Door Hans van den Hurk
‘Maar ik ben toch wel benieuwd naar je antwoord op mijn vraag welke kennis je als or nodig hebt om goed te kunnen functioneren,’ zei het or-lid. ‘Ik bedoel, het moet toch mogelijk zijn om aan te geven welke vakken je op welk niveau moet beheersen om een goed or-lid te kunnen zijn?’
De plaats van handeling was het kantoor van een verzekeraar. Er was een nieuwe or aangetreden en die had mij gevraagd om een ‘starttraining or’ te verzorgen.
Tijdens de trainingsdag hamerde een nieuw or-lid op de noodzaak meer kennis te vergaren voor de or. ‘De bestuurder en het hoofd HRM zijn dagelijks met dit soort dingen bezig en weten veel meer dan wij. Om volwaardig tegenspel te kunnen bieden, moeten wij onze kennis vergroten!”
En daarop had hij mij de vraag gesteld: ‘Waaruit bestaat een pakket aan kennis waarover een or-lid moet beschikken? Ik bedoel: ik ben schadeclaim-beoordelaar. Aan die functie hangt een functiebeschrijving, waarin precies staat over welke kennis en vaardigheden ik moet beschikken. Zoiets moet toch ook voor de functie or-lid te doen zijn?”
Elementaire bedrijfseconomie, bedrijfsorganisatiekunde, arbeidsrecht…
Tja. Ik had me daar makkelijk vanaf kunnen maken, door te zeggen: ‘Elementaire bedrijfseconomie, elementaire bedrijfsorganisatiekunde, inzicht in financiële cijfers, elementair arbeidsrecht, kennis personeelsbeleid, vaardigheid om te overleggen en te onderhandelen.’ Maar ik realiseerde me dat dit antwoord te makkelijk was, en koos toch voor het moeilijkere antwoord.
‘Het probleem in de vergelijking die je maakt,’ zei ik, ‘is dat de functie ‘schadeclaim-beoordelaar’ een vakinhoudelijke functie is. Met de daarvoor benodigde kennis, kun je dag in, dag uit, je werk doen. En dat geldt voor de functie ‘or-lid’ niet.’
- Tip!
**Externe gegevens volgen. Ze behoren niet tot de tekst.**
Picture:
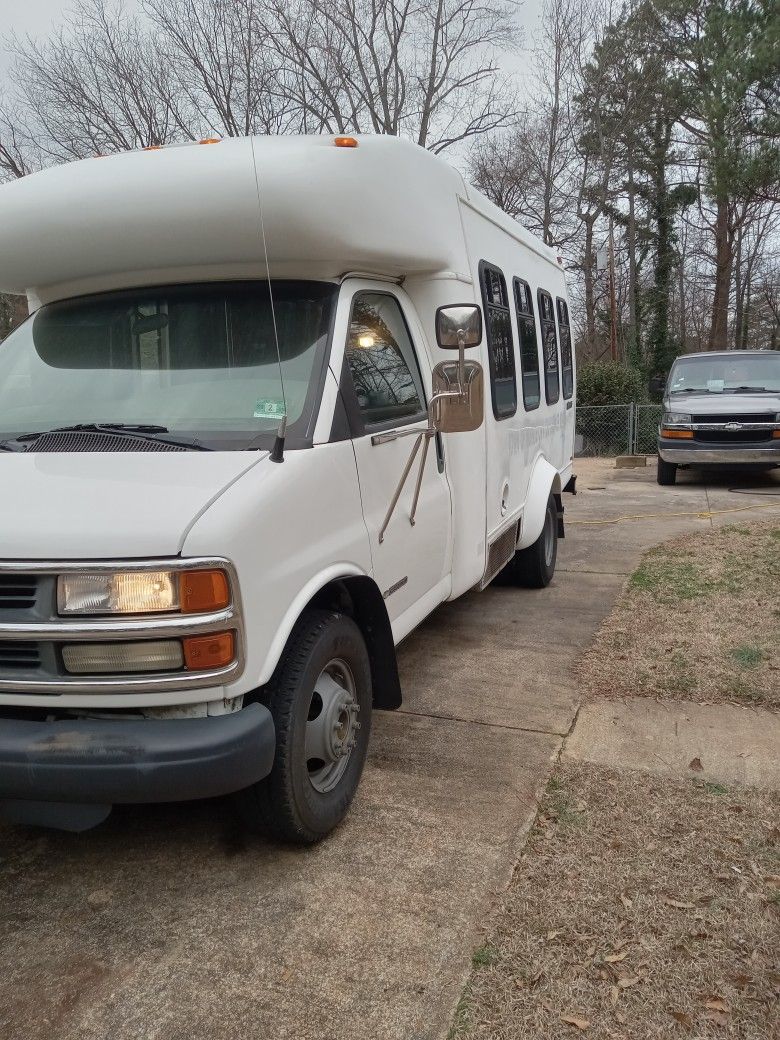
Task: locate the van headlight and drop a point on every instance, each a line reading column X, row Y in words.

Lees ook: Wat een or-lid allemaal moet kunnen
Het or-lidmaatschap
De ondernemer met een aantal werknemers van 50 of meer moet een ondernemingsraad oprichten, om zo met een vertegenwoordiging van zijn medewerkers te kunnen overleggen, lezen we in artikel 2 van de Wet op de ondernemingsraden. De wetgever acht een dergelijk overleg ‘in het belang van de onderneming in al haar doelstellingen’.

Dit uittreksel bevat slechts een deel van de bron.